Nadav Shragai brings up something very overlooked and practically ignored today: the Temple Mount, which in contrast to the Western Wall, does not rate very high in the public facination, if at all:
...the truth is that we really have lost ourselves. We have forgotten that the Western Wall, for all its parts, is merely a vestibule, an atrium to the Temple Mount. We have forgotten that the status enjoyed by the Western Wall is simply derivative of what stood above it, the real thing: The Temple. We have also forgotten that had there not been a Halachic ban for many years on climbing to the Mount, which is still claimed by many, the Western Wall would not be the main attraction, but rather the Mount itself.
The fact that today the vast majority of Jews pray at the Western Wall and not on the Temple Mount is a result of circumstances and not a choice. There are good, and not so good, Halachic reasons for this, and there are also diplomatic reasons, and common interests that tie the two types of reasons together. But the main culprits behind the absence of Jews from the Temple Mount are the Jews themselves. As sad as it is, the majority of the public is detached and disconnected from the Mount, feels no need to visit it, and as they say: out of sight, out of mind. The people of Israel have grown accustomed to the substitute, the Western Wall.
It is true that it isn't always easy to visit the Temple Mount. The Muslim Waqf generally does everything in its power to perpetuate its sole ownership over the territory -- starting with disrespecting Jewish artifacts and through misrepresenting and rewriting Jewish history. Recently, it has even come to physically assaulting Jews who visit the Mount. It is also true that the police are also making the lives of the handful of Jews who are still faithful to the Mount miserable, and severely limiting the visitation possibilities. It is truly no great pleasure to walk around the Temple Mount with a Jewish police officer to your right and a Waqf official to your left, while every word you say, even while talking on your mobile phone, is monitored to make sure you don't mumble a forbidden prayer.
But still, we are the main offenders behind the Western Wall having become the center of our attention and the Temple Mount having all but disappeared from our collective awareness. The ban on Jewish prayer on Temple Mount will not be overturned any time soon, apparently. The police and the Israel Security Agency are currently dictating the government's position on the matter.
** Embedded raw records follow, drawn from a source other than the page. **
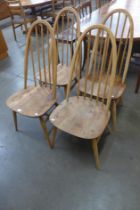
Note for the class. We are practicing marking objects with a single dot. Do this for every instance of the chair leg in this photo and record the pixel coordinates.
(96, 153)
(43, 125)
(137, 84)
(114, 114)
(85, 53)
(14, 32)
(65, 91)
(15, 120)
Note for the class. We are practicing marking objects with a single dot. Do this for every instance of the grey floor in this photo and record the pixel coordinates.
(34, 177)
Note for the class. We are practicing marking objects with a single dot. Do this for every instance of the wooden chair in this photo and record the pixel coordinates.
(85, 8)
(82, 116)
(66, 36)
(56, 6)
(18, 16)
(35, 100)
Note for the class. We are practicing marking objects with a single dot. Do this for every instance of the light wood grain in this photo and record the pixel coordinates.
(66, 36)
(97, 16)
(81, 117)
(37, 100)
(18, 16)
(3, 47)
(84, 116)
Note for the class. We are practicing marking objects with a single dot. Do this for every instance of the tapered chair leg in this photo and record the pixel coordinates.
(137, 84)
(54, 131)
(96, 153)
(43, 125)
(14, 32)
(65, 91)
(114, 114)
(15, 120)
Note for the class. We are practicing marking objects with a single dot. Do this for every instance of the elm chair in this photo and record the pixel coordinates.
(36, 100)
(82, 116)
(19, 16)
(66, 36)
(121, 24)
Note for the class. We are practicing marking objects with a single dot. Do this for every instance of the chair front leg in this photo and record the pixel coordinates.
(44, 127)
(15, 120)
(96, 152)
(113, 113)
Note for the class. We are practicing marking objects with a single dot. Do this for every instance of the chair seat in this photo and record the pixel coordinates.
(81, 117)
(117, 92)
(20, 20)
(32, 102)
(62, 75)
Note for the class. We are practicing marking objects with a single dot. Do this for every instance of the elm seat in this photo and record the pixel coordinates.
(32, 101)
(117, 91)
(81, 117)
(63, 72)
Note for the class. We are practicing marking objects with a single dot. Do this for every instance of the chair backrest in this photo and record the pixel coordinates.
(100, 65)
(60, 4)
(84, 9)
(40, 55)
(121, 24)
(66, 33)
(15, 8)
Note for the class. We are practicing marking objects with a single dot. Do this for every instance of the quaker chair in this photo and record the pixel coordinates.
(35, 100)
(66, 36)
(82, 116)
(55, 7)
(121, 24)
(84, 8)
(19, 16)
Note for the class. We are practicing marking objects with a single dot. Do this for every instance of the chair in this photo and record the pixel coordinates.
(121, 24)
(54, 8)
(36, 100)
(82, 116)
(66, 36)
(84, 9)
(19, 17)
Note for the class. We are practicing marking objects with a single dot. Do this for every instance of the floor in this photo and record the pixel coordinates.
(34, 177)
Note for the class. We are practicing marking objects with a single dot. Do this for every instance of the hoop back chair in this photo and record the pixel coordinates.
(83, 116)
(36, 100)
(121, 24)
(66, 36)
(85, 8)
(19, 17)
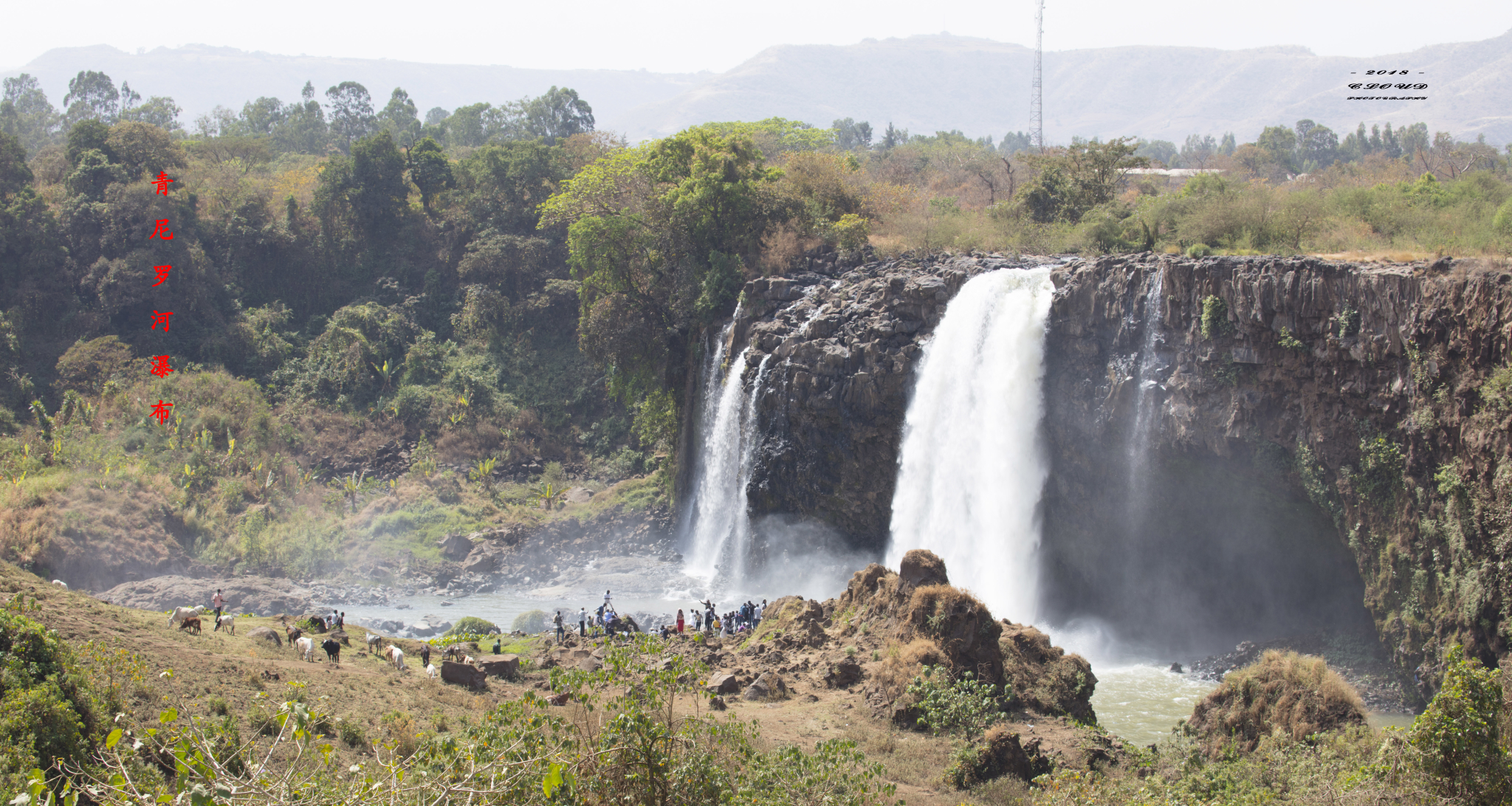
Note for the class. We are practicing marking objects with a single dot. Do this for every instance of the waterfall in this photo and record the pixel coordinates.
(1145, 409)
(717, 530)
(971, 468)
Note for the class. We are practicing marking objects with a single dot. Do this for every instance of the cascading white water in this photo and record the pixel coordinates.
(717, 531)
(971, 468)
(1144, 396)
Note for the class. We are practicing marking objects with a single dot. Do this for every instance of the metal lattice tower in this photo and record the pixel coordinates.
(1037, 99)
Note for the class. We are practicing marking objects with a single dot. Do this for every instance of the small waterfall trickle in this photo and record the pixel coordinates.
(717, 530)
(971, 466)
(1145, 398)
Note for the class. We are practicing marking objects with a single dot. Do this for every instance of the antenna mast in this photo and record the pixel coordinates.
(1037, 100)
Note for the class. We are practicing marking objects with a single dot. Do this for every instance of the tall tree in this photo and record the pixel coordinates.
(91, 94)
(557, 115)
(399, 118)
(351, 114)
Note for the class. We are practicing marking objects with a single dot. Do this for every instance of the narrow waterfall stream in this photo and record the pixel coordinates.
(971, 468)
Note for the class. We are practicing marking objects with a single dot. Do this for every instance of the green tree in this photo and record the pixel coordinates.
(1279, 144)
(430, 170)
(1458, 735)
(14, 173)
(399, 118)
(557, 115)
(26, 114)
(351, 114)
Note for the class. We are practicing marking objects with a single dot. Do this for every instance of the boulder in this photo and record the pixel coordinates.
(767, 687)
(501, 666)
(923, 568)
(454, 546)
(265, 634)
(723, 684)
(842, 675)
(463, 675)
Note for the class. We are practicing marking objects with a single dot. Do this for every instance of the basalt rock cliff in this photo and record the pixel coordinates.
(1322, 447)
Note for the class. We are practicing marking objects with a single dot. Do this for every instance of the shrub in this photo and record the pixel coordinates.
(531, 621)
(1281, 693)
(965, 703)
(1458, 735)
(351, 734)
(1214, 318)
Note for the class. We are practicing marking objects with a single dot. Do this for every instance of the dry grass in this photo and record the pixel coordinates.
(1285, 695)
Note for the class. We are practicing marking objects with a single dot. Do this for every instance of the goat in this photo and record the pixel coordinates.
(180, 614)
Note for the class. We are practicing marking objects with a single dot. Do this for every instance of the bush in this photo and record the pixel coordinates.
(1458, 735)
(470, 625)
(1281, 693)
(1214, 318)
(529, 622)
(965, 703)
(47, 709)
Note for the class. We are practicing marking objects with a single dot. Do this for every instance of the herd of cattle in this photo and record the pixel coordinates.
(188, 619)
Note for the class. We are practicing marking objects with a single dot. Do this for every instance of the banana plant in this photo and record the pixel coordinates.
(548, 495)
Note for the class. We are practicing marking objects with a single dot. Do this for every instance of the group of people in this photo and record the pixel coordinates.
(741, 619)
(605, 621)
(602, 621)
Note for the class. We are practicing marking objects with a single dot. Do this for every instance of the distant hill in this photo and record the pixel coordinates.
(921, 83)
(199, 78)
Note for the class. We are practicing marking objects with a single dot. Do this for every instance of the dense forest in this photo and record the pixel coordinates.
(506, 283)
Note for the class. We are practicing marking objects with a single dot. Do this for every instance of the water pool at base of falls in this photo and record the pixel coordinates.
(1141, 703)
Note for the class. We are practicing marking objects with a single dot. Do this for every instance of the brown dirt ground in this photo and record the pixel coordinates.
(362, 689)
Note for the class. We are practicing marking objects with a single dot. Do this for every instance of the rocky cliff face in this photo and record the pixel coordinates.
(1316, 436)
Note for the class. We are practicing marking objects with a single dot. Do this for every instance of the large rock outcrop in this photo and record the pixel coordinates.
(1316, 436)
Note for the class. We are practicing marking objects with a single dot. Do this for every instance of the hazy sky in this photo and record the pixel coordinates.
(682, 37)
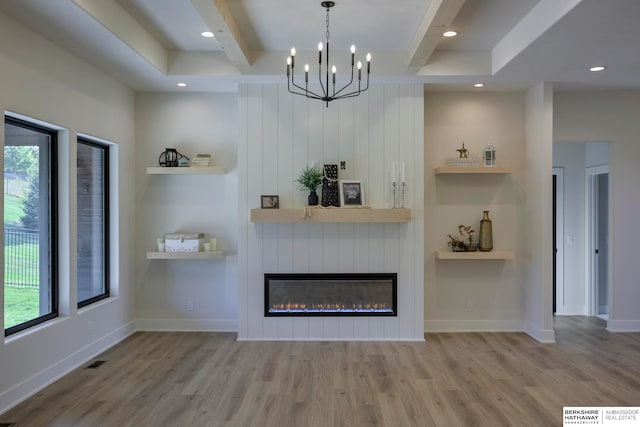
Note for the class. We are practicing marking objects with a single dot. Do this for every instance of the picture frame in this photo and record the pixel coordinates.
(269, 201)
(351, 193)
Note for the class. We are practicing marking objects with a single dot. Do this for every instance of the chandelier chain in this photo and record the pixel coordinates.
(327, 25)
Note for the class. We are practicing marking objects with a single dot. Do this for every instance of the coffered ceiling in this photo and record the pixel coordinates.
(151, 45)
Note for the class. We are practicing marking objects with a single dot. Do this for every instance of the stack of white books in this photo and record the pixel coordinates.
(201, 160)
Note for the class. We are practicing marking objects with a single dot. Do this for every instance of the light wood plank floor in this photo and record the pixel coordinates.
(478, 379)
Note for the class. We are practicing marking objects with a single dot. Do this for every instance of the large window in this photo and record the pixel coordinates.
(30, 225)
(93, 222)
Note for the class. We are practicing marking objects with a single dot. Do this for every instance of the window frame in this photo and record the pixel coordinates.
(53, 224)
(106, 221)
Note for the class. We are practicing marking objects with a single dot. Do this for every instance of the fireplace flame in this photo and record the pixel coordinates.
(330, 307)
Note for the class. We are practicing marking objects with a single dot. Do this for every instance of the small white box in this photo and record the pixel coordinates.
(183, 242)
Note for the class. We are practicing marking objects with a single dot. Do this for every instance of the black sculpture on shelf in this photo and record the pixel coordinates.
(170, 158)
(330, 194)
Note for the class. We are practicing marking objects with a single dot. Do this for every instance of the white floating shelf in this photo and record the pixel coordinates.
(344, 215)
(191, 170)
(186, 255)
(495, 170)
(475, 255)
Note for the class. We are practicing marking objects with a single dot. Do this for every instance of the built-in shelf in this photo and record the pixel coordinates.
(475, 255)
(186, 255)
(495, 170)
(192, 170)
(312, 214)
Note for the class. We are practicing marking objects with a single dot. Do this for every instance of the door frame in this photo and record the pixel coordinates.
(559, 245)
(591, 225)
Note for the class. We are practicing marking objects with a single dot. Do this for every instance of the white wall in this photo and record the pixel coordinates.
(538, 190)
(494, 288)
(281, 133)
(613, 117)
(571, 157)
(192, 123)
(597, 154)
(41, 81)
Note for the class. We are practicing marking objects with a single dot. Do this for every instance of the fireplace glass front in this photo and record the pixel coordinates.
(366, 294)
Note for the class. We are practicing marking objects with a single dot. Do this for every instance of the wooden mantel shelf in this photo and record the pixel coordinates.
(495, 170)
(475, 255)
(348, 215)
(191, 170)
(186, 255)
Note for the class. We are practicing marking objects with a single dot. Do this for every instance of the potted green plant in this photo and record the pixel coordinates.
(309, 180)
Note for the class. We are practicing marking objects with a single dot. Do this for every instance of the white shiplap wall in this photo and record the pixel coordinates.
(279, 134)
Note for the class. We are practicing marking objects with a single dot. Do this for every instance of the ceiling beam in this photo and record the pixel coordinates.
(115, 19)
(439, 16)
(217, 16)
(538, 21)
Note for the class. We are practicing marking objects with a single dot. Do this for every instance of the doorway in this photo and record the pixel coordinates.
(598, 240)
(558, 240)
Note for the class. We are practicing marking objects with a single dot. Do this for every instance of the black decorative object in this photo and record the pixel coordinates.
(169, 158)
(313, 198)
(330, 193)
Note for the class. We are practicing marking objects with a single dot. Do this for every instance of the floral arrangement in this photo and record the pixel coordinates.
(463, 243)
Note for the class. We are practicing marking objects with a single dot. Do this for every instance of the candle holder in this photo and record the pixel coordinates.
(393, 195)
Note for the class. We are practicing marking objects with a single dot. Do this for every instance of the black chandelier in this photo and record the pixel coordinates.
(327, 93)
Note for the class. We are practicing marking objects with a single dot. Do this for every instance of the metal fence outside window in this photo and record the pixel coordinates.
(21, 258)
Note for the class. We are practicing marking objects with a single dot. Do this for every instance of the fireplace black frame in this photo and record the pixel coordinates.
(331, 276)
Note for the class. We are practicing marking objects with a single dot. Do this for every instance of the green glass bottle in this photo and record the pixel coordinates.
(485, 240)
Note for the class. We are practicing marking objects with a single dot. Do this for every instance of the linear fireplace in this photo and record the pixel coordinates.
(365, 294)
There is no point in banging our heads against the wall and clashing over this issue again and again.
Or maybe there is, by ways of a public relations campaign, and he does bring up something like that:
The key to changing this phenomenon lies in motivating large portions of the public to visit, tour and study the Temple Mount. That way, the Temple Mount could become a popular site like the nearby City of David. The police won't like it -- after all, the police prefer as few Jews there as possible. That way things are quiet and calm. But the status quo that then-Defense Minister Moshe Dayan installed in 1967 -- leaving the Temple Mount under the sole jurisdiction of the Waqf -- which the police adheres to with such zeal, still permits Jews to visit the Mount. If people begin to show interest in visiting the Temple Mount, and instead of dozens of Jews per day and hundreds per month, perhaps hundreds will begin visiting each day and thousands each month, I dare say that the High Court of Justice will step in, despite the police's resistance, and help the Jewish public take advantage of that right.
He very well may be right. In any case, a PR campaign and even an educational program is needed to inform more people about the Temple Mount's importance and significance, and why that too is a very important part of Judaism from a historical perspective.